Two more general partners joined for Fund II. Wendell Keuneman comes from a product management and software engineering background, having previously spent six years at Atlassian. Meanwhile, Andrea Kowalski got to know McCarthy from her time at Bailador Technology Investments, where they were both investors in social marketing platform Stackla. Based in New York, Kowalski helps Tidal portfolio companies penetrate the US market.
Around the same time, the firm dropped the name AddVenture in favor of Tidal, following a case of mistaken identity. When the team backed a local software-as-a-service (SaaS) business specializing in social impact investment, a local journalist attributed the investment to a Russian VC firm known as AddVenture. “The irony of a Russian venture capital fund investing in a small Australian SaaS impact investment platform – it didn’t quite align,” McCarthy recalls.
Most of the capital in the latest fund came from family offices and high net worth individuals (HNWIs), including some wealth management platforms. These groups are often relatively unfamiliar with the asset class and require some handholding: Tidal’s quarterly reports are accompanied by site visits and meetings with founders to get an idea of how early-stage businesses work.

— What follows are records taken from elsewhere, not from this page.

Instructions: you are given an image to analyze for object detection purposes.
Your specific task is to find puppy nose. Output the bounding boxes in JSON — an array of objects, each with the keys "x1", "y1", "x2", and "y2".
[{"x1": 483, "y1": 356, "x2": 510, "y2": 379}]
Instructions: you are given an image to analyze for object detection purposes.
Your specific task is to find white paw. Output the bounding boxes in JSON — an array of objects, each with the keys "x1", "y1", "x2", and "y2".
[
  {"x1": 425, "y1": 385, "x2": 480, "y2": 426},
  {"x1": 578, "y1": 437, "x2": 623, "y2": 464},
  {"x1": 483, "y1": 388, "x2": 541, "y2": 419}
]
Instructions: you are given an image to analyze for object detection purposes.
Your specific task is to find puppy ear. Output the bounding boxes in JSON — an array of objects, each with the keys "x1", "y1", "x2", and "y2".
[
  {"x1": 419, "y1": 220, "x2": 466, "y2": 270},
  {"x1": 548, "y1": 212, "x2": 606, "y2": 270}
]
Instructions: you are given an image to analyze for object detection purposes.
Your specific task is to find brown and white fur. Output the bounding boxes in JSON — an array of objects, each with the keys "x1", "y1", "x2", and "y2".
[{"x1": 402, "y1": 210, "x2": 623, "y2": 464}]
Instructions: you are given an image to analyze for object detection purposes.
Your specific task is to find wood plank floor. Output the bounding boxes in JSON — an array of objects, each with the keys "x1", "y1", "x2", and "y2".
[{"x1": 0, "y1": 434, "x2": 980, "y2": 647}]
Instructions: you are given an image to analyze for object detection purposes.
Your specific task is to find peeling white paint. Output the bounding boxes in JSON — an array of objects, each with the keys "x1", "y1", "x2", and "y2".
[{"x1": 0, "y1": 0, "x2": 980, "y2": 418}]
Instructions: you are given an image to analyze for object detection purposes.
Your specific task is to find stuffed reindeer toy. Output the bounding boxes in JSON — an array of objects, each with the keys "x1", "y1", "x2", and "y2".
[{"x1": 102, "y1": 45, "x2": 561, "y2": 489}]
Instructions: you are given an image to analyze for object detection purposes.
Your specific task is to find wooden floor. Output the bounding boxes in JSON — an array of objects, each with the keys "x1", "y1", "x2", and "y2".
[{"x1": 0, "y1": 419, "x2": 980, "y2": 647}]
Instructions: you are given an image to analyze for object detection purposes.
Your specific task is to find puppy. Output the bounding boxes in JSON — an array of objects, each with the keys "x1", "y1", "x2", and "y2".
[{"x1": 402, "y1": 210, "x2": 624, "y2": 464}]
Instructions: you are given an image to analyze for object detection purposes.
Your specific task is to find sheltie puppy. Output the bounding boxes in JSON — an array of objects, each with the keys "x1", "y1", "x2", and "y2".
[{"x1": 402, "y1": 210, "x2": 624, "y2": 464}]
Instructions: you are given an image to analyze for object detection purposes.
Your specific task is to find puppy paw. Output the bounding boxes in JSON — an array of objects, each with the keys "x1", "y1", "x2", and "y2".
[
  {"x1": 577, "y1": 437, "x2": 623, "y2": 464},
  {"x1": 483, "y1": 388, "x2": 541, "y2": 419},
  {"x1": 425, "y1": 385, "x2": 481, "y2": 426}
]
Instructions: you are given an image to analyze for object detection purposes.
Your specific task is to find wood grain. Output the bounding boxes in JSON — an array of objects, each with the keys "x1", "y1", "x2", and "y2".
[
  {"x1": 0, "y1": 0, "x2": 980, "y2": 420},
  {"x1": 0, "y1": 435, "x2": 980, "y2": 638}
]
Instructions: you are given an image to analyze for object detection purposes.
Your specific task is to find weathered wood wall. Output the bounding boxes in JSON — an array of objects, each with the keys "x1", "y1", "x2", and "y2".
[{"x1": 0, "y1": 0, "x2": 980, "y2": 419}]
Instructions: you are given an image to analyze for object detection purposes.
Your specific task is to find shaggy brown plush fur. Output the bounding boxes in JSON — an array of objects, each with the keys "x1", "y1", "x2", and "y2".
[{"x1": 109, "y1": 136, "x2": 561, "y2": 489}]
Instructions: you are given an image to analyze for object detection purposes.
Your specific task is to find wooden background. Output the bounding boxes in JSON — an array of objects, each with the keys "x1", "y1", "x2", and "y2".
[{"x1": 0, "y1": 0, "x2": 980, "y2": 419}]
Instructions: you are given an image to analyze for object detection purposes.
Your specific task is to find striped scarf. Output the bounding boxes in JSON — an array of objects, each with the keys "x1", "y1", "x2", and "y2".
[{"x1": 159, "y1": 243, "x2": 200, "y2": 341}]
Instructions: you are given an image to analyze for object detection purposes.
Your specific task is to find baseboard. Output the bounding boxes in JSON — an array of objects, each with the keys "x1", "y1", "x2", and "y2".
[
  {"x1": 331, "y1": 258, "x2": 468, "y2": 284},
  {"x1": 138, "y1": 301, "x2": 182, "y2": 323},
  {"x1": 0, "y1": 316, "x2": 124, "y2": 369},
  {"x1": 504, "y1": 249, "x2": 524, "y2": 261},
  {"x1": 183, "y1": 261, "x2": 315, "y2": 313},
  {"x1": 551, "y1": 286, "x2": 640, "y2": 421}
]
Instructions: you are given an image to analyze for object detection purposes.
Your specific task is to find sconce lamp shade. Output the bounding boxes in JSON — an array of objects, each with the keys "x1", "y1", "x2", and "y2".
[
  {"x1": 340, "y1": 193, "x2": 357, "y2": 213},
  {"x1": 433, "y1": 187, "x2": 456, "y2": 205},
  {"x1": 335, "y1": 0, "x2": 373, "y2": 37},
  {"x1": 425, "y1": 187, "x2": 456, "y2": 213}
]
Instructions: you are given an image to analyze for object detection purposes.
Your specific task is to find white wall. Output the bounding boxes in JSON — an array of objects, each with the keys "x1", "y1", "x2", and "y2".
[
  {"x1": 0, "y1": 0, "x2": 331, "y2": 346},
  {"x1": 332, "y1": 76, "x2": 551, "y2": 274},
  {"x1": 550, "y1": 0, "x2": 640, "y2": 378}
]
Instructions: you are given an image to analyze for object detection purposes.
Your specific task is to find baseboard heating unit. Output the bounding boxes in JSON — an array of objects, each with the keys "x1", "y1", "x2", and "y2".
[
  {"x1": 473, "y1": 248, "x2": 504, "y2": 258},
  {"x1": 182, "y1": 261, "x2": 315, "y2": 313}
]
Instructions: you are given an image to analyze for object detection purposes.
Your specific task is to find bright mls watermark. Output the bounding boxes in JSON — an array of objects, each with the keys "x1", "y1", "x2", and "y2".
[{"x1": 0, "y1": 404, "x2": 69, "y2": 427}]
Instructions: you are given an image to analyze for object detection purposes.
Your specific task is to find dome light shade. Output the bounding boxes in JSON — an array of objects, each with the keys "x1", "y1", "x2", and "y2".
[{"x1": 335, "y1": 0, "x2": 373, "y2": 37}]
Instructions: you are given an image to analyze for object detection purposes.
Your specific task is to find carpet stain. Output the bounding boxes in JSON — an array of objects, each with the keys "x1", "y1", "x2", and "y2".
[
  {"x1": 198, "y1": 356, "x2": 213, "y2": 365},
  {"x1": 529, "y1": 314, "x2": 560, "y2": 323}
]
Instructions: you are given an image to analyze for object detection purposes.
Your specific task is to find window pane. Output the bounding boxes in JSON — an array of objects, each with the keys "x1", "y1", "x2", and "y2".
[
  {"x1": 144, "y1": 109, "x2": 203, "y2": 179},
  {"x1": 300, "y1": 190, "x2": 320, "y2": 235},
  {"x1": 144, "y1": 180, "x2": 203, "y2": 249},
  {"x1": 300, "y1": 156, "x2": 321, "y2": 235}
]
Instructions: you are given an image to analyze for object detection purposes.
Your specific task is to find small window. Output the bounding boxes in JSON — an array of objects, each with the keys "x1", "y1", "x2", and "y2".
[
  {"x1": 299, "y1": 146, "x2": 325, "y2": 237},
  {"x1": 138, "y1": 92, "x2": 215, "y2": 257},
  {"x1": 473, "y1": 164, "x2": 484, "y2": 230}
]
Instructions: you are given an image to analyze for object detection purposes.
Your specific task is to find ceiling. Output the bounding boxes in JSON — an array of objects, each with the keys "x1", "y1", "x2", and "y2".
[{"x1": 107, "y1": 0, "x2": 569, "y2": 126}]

“Many of these family offices have dabbled in the early-stage space, putting money into opportunities presented by angel groups or family networks,” McCarthy explains. “Generally, what they say is, ‘We’ve provided capital, but we have no way of helping the companies.’ They are starting to appreciate the need to invest, and from their own experience, they understand the benefit of working with professional managers who can help them learn about it in a structured fashion.”